Desktop #UX has been stagnant for well over a decade. We've stopped innovating, despite desktops having huge advantages over mobile in input, windowing, and file systems. There's so much potential for improvement, from better file management, to better history, to new windowing approaches.

Besides cross-device features (like MacOS Continuity and shared clipboard), has any truly desktop-ONLY feature meaningfully changed your workflow? My theory is that nothing has but please correct me.

@scottjenson I’m not sure if this rises to the level you’re talking about, but the virtualization of graphics displays is pretty thorough and pretty profound. I routinely can open a web browser and manage a system remotely. All the way up to things I used to require physical presence for: updating hardware BIOS and such.

I mention that BIOS case because I think it’s the hardest use case the tech solves. Regular people see this in the ubiquity of streaming games, streaming screen sharing, and tech support taking over a computer and fixing something that used to require physical presence.

So the UX I use hasn’t changed except that sharing it with various people has become trivially easy, and that is a big win. It changes how we do work and collaborate.

@scottjenson Very true, very sad. I do suspect that Mobile (and companies like Apple, trying to shoehorn their mobile OS into their desktop OS for the better part of a decade) is only part of the equation. The other part is probably the web: most desktops nowadays are glorified web browser container, which removes a lot of the incentive for improving that container…

But it is a pity all the same…

@scottjenson My theory is that due to the commoditisation, consumeriosation, stupidification and enshittification at Apple they actually went to dismantle their own excellent UI ecosystem in favor of... shitty manager/product initiatives. The whole "Move/Delete" instead of "Save as" and "cloud based navigation services" disaster, the removal of proxy icons... it was undoubtedly regressive.
@scottjenson PaperWM [1] introduced me to scrollable tiling, which changed my workflow so meaningfully that I ended up writing an entire new window manager focused entirely around scrollable tiling [2].

One could argue it looks similar to the windowing on something like Android, but no, on the desktop it's sufficiently different and (imo) improves desktop-specific workflows a lot.
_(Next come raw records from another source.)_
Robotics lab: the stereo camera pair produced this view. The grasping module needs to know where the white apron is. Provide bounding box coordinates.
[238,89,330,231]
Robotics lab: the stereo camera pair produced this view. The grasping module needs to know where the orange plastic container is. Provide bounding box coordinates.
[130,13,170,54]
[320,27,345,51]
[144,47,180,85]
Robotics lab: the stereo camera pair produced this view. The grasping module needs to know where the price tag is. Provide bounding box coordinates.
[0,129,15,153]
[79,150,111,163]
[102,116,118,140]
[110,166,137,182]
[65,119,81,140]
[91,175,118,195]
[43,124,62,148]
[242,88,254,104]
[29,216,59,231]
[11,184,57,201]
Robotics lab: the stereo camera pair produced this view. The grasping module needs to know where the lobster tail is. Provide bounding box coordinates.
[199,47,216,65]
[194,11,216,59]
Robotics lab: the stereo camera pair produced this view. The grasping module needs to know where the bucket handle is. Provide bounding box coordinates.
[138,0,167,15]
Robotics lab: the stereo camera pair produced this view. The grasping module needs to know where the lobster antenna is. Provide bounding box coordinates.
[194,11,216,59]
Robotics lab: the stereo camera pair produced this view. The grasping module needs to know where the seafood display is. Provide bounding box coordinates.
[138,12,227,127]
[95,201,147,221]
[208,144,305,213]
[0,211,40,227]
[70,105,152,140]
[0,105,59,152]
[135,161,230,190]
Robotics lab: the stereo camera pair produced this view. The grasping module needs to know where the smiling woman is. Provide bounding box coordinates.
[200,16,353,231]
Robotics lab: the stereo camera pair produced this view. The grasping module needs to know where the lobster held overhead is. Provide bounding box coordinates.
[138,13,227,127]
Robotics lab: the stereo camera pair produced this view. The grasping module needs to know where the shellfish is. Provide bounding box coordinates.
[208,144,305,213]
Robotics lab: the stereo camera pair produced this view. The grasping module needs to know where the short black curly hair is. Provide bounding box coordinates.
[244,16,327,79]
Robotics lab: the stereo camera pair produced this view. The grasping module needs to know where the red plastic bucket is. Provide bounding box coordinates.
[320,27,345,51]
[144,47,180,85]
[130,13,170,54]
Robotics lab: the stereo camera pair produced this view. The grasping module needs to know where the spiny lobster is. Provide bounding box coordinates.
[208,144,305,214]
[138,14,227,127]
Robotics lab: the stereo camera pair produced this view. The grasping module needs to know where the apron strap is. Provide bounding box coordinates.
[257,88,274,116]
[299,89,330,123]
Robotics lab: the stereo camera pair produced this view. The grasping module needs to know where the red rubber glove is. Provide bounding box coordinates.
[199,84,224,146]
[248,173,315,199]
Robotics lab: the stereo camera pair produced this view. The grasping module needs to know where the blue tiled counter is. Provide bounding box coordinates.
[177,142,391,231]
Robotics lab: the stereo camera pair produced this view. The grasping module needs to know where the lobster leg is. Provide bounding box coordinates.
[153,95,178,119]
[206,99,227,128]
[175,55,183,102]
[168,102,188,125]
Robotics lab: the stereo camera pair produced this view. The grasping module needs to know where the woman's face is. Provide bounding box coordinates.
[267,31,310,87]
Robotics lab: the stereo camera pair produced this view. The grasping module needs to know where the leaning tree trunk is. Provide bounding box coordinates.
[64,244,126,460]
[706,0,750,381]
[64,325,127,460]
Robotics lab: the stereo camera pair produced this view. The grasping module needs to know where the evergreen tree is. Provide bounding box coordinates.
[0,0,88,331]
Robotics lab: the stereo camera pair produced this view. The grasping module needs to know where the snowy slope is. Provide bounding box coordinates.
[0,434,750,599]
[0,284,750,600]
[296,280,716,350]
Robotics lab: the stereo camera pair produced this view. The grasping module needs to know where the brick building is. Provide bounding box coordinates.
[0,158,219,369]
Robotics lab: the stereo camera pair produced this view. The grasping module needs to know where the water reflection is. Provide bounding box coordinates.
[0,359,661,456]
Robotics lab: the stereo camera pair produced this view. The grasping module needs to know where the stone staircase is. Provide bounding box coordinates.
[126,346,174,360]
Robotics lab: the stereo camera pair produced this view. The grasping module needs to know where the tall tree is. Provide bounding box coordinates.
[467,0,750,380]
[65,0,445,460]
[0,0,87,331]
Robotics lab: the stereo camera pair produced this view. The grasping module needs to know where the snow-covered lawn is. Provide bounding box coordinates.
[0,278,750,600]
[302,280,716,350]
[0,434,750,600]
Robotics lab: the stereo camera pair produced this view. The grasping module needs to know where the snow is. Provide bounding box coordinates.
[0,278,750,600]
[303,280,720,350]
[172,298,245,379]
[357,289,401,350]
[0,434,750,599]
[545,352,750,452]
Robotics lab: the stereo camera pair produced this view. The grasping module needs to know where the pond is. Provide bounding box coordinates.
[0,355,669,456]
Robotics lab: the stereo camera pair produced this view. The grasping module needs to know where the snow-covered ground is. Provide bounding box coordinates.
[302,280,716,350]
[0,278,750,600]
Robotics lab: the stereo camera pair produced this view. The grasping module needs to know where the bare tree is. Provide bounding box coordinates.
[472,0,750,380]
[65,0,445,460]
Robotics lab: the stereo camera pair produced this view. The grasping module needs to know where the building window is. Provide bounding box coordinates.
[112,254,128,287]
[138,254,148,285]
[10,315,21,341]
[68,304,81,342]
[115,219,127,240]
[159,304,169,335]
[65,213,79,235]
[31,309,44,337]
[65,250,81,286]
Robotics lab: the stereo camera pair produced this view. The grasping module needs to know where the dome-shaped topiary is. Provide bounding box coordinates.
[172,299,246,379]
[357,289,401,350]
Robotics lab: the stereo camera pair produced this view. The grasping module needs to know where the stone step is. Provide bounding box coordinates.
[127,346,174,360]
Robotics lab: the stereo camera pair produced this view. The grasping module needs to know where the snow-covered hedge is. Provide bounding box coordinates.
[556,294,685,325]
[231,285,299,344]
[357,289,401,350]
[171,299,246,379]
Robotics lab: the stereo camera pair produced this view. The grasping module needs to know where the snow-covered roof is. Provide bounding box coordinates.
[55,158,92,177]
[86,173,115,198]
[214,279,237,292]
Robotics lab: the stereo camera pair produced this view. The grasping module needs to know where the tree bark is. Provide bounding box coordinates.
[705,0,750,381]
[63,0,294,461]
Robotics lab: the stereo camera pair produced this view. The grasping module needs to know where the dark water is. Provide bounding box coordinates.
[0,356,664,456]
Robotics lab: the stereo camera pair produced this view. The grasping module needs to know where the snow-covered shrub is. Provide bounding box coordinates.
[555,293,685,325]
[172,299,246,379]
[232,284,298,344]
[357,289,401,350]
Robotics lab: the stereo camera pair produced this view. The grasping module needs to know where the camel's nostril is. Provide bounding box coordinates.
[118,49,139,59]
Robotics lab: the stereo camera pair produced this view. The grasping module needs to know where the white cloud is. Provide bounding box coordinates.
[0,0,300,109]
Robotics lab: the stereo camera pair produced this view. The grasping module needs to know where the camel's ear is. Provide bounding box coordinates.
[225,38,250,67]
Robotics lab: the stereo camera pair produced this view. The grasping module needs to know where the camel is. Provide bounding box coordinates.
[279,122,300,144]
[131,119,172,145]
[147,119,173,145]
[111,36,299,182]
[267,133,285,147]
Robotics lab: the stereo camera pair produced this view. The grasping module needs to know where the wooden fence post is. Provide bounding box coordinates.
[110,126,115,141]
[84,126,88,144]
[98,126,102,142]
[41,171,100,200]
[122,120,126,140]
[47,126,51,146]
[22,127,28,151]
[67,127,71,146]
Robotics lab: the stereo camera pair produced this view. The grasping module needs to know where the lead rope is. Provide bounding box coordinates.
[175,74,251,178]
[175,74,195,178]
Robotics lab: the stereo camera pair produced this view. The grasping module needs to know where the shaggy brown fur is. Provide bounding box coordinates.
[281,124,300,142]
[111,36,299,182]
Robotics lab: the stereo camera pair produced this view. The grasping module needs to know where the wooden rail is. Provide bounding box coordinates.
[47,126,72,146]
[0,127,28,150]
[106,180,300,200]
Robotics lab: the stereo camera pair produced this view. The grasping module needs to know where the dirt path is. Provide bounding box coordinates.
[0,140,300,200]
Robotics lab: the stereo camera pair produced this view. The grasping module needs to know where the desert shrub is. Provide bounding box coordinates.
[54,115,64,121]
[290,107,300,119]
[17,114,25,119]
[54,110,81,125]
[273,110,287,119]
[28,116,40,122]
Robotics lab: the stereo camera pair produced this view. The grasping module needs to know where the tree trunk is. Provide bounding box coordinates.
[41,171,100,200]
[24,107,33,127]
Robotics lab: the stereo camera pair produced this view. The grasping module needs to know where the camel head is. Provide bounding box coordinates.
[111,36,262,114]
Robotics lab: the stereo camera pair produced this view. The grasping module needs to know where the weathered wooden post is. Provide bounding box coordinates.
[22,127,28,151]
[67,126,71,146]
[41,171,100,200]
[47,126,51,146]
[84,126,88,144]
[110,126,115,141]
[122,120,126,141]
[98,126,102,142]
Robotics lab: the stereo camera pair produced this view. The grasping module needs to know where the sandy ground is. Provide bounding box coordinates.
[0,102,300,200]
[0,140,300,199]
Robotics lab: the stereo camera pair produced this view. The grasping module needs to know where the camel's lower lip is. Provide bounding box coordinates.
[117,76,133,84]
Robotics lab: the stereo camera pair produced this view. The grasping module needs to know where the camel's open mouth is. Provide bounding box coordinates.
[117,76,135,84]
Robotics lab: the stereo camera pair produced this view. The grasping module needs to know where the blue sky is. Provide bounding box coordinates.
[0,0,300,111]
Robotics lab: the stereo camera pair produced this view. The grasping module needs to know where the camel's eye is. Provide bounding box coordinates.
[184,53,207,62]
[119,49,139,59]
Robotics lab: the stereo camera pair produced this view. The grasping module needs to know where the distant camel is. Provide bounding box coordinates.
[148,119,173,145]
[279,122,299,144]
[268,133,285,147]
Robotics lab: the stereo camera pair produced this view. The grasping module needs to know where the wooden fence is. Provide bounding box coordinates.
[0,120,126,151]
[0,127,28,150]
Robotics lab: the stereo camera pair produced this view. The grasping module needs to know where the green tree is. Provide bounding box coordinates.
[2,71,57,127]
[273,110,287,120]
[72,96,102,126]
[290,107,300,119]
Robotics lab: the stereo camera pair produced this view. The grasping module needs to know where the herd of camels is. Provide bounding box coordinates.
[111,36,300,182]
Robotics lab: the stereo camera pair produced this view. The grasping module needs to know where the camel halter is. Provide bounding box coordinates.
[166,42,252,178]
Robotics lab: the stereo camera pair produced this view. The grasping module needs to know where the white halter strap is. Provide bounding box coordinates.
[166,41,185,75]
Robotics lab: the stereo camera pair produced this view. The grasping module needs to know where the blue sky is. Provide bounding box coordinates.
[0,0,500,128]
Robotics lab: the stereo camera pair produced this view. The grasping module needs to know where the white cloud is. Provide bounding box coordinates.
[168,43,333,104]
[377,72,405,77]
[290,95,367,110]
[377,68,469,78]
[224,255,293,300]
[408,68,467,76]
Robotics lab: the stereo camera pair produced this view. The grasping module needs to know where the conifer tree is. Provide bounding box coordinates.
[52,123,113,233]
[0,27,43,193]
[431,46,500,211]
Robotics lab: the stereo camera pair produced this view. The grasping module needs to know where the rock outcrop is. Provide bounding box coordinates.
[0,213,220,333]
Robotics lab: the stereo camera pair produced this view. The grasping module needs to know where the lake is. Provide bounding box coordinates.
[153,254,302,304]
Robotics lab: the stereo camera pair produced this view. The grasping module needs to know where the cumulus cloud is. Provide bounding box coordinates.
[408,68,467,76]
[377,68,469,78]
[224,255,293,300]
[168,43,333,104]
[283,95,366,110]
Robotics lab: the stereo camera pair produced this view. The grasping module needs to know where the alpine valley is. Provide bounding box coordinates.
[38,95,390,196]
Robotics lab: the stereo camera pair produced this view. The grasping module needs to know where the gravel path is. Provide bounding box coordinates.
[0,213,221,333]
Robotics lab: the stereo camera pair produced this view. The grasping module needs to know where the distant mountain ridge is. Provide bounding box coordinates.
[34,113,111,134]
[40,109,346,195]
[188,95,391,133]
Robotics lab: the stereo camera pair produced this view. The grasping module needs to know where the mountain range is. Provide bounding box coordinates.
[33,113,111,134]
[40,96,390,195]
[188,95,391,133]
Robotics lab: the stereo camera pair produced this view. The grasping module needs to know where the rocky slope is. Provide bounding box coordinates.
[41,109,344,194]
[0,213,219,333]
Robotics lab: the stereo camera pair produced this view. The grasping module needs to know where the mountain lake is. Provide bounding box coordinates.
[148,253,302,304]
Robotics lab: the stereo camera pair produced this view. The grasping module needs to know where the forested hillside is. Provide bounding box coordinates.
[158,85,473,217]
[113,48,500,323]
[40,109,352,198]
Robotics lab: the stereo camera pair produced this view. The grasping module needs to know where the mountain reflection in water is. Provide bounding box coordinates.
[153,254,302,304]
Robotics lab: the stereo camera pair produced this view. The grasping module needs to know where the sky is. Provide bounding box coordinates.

[1]: https://github.com/paperwm/PaperWM
[2]: https://github.com/YaLTeR/niri

@scottjenson Command-bar Launchers, like Alfred, Albert, Wox and the like. Not all are alike, fewer feel fast on older devices. Near immediate access to any folder of files as long as I remember a few letters of their name, or launching any software is indispensable for my style of computing. That and any ephemeral shell scripts. Both make the desktop feel as a whole artifact rather than a bunch of disassociated apps.
@scottjenson @heracles Indeed! Apple seems to copy some decent ideas for Spotlight. That feature is not nearly as streamlined as, say, Alfred or LaunchBar. Just being able to explicitly assign shortcuts to particular “targets” can be a game changer. Then again, Spotlight might strike a reasonable balance between powerful search and low adoption threshold for non-power users. 🤔… (1/2)

TBH, I prefer it when OS makers don’t even attempt to integrate such productivity tools directly into the OS.

For example, all those window management features in macOS Sequoia are neat. They do not even come close to what a third-party tool like Magnet offers. And yet, here they are, all these useless-to-me controls for tiling, etc. across the macOS core UI, adding cognitive load something as simple as the Window menus in an application. 🤷‍♂️ (2/2)

And before anyone replies "No one cares, mobile won" that's missing the point. OF COURSE MOBILE WON! I'm not debating that. But mobile won consumers, they didn't win productivity. How many companies today only use phones or tablets? The sad truth is that we can't quit our desktops because they are so damn good at what they do. So why have we abandoned them?

@scottjenson The desktop is actually a laptop most of the time now, but I very much agree. For example, especially since 'mobile-first' became a thing, screen estate is not put to great use, especially on screens much bigger than a laptop. Giant screens give new interaction possibilities, e.g. instead of buttons why not a pallette of simple examples to drag/swipe onto your canvas?